Providers have taken a council to court over its care home fees for the second time in a year.
Devon Council is being challenged in a judicial review over the way it set care home fees for 2012-13 in a hearing today – five months after a court found that it failed to consult lawfully with providers on fees for 2011-12.
The providers bringing the latest challenge say the council failed to consult lawfully in its 2012-13 fee-setting process; that the process was not rational and was based on inaccurate figures; and that the authority failed to assess the impact of its decision on vulnerable groups, as required by the public sector equality duty.
The council froze its care home fees in 2010-11 and 2011-12 but has provided an increase of 6.6% for 2012-13. However, provider representative body the Devon Quality Care Forum (DQCF) said fee levels were not sufficient.
“We continue to hear from our members that providing high-quality care is incredibly difficult given the level of fees paid for local authority residents,” said DQCF member Alan Beale, who is managing director of South West Care Homes Ltd, a claimant in both judicial reviews.
However, a council spokesperson said: “We are disappointed that after receiving a 6.6 per cent rise in fees this year, these few home owners continue a costly legal dispute that we can ill-afford and that detracts from the business of meeting the care needs of vulnerable people in Devon.
“We believe that we have acted sensibly and fairly in determining fee levels and will contest the case vigorously.

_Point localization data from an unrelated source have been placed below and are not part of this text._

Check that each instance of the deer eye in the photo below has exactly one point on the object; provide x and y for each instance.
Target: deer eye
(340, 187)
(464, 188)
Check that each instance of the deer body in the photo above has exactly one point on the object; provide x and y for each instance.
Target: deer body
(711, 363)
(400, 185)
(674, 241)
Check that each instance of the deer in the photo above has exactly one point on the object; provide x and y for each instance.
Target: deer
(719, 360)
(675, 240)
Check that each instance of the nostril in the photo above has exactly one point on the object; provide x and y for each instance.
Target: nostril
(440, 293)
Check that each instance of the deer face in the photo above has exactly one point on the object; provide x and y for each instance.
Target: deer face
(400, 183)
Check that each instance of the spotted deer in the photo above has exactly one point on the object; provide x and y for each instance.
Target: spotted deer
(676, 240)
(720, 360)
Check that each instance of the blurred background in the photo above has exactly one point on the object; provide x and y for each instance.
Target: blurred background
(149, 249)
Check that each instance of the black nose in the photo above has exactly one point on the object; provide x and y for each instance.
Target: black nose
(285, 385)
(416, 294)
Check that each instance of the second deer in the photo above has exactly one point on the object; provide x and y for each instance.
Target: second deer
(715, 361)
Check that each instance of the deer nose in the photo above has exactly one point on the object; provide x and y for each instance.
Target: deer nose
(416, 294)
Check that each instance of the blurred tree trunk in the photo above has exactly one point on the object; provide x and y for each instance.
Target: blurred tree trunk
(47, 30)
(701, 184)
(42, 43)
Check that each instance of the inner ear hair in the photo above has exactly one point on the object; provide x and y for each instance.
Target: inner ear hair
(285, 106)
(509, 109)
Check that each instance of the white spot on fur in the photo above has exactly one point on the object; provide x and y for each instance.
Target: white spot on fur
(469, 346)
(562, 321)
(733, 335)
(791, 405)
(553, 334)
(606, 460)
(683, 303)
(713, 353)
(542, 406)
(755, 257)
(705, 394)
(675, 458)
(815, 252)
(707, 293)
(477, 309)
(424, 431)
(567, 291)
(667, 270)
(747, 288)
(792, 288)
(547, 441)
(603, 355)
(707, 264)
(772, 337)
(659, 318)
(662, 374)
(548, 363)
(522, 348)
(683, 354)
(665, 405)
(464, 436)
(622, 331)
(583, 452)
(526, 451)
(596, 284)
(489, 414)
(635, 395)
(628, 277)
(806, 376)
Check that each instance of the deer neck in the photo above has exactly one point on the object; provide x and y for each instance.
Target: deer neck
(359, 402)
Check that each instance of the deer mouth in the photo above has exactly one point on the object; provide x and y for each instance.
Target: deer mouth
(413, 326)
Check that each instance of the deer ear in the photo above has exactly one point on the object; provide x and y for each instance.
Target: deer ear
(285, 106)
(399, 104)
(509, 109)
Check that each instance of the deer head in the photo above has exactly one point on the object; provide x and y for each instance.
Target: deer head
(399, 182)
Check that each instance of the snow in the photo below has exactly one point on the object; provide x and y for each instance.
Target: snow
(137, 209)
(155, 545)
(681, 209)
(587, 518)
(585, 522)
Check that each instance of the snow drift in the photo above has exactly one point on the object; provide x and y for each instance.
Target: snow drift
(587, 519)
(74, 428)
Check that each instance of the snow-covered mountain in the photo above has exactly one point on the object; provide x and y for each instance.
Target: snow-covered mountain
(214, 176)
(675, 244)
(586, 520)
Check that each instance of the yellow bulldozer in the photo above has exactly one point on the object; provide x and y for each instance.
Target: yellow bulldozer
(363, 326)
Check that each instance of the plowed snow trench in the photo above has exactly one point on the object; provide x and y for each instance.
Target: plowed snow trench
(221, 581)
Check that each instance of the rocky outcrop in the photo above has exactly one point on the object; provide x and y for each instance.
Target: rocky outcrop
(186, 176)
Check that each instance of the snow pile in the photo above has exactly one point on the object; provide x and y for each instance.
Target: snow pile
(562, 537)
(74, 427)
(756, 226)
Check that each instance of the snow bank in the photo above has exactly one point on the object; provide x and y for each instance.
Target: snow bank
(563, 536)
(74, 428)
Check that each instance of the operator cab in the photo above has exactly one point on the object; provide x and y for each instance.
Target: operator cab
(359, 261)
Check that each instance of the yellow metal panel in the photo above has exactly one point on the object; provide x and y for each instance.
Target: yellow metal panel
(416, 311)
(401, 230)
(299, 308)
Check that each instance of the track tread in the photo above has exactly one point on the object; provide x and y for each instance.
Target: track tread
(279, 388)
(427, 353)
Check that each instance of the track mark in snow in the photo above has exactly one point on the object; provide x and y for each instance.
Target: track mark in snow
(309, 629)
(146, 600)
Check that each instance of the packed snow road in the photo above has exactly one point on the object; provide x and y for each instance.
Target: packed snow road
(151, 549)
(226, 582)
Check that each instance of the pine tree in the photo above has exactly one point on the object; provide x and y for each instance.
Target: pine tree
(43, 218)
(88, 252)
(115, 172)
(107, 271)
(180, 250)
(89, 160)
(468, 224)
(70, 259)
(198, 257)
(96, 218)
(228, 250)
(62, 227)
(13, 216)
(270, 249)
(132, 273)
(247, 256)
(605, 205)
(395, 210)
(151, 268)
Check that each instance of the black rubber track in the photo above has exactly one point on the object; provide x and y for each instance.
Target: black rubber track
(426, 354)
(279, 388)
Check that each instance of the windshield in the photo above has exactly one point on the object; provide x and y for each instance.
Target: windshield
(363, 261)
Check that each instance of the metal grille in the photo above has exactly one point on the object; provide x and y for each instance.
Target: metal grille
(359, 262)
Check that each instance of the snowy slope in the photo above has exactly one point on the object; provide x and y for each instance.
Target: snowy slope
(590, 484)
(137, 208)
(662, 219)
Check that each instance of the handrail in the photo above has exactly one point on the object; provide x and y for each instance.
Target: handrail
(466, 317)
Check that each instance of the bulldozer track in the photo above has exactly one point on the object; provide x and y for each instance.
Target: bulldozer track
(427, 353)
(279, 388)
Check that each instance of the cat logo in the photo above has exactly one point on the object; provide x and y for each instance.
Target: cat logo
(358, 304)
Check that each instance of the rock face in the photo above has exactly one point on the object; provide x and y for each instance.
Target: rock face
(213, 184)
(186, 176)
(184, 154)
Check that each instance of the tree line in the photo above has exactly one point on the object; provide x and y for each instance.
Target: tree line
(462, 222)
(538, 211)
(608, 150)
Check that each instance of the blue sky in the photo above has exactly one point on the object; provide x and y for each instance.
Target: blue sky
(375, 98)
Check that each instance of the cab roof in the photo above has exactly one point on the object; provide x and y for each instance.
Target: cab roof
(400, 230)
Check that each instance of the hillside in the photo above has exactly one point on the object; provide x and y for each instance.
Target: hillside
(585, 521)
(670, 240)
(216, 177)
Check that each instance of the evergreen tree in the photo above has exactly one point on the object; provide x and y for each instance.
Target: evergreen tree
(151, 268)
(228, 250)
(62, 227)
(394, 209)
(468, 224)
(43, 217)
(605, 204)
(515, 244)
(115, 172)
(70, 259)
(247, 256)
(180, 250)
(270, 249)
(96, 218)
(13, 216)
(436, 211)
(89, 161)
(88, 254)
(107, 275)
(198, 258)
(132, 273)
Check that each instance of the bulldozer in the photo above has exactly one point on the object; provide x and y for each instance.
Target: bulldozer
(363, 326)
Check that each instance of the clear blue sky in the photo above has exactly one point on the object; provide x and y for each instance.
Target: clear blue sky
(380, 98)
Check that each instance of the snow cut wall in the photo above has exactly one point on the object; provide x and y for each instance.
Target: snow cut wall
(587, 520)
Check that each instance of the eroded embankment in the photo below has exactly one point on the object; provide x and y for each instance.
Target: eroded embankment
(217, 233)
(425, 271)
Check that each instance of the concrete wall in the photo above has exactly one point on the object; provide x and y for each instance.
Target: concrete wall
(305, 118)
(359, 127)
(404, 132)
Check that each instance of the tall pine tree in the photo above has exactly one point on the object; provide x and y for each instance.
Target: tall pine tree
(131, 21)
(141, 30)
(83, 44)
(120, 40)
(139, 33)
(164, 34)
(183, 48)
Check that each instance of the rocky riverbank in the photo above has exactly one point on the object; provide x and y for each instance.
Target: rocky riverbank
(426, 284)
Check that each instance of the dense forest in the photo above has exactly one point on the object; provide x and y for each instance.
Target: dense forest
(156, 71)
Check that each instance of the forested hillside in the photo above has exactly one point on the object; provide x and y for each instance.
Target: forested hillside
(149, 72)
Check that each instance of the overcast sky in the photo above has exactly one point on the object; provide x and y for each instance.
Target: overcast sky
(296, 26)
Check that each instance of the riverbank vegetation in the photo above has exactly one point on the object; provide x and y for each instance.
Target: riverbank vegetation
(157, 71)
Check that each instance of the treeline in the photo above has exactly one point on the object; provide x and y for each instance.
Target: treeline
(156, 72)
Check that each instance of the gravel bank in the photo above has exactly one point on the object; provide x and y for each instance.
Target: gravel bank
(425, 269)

We will, of course, abide by any decision from the court.”
Unlawful lack of consultation
In the first judicial review, at the High Court in Birmingham in May, Mr Justice Singh rejected providers’ claims that the council had failed to have due regard to the cost of care in its decision to freeze fees in 2011-12.
However, he accepted their claim that Devon had not conducted a lawful consultation process because it failed to invite providers to comment on whether there should be an increase in fees for 2011-12, and only gave notice of the proposed fee freeze a week before it was ratified.
This was one of a string of cases in the past two years in which providers have successfully challenged councils’ fee-setting processes for care. However, unlike in other cases, Mr Justice Singh did not quash the fee freeze instituted by Devon in 2011-12 because of the costs and disruption that would ensue
The Equality and Human Rights Commission has intervened in the latest judicial review to make clear the law surrounding the public sector equality duty.
“We hope that this case will highlight the importance of local authorities considering all service user needs under the Equality Act 2010,” said John Wadham, group director legal at the EHRC. “If local authorities identify any potential adverse effects on ‘protected groups’ such as older and disabled care home residents, they need to be able to show these have been considered before putting plans into action.”
Today’s hearing takes place at Cardiff Administrative Court. Besides South West Care Homes Ltd, the other claimants are South West Residential Homes Ltd (a wholly-owned subsidiary of South West Care Homes Ltd), Forde Park Care and Chartbeech Ltd.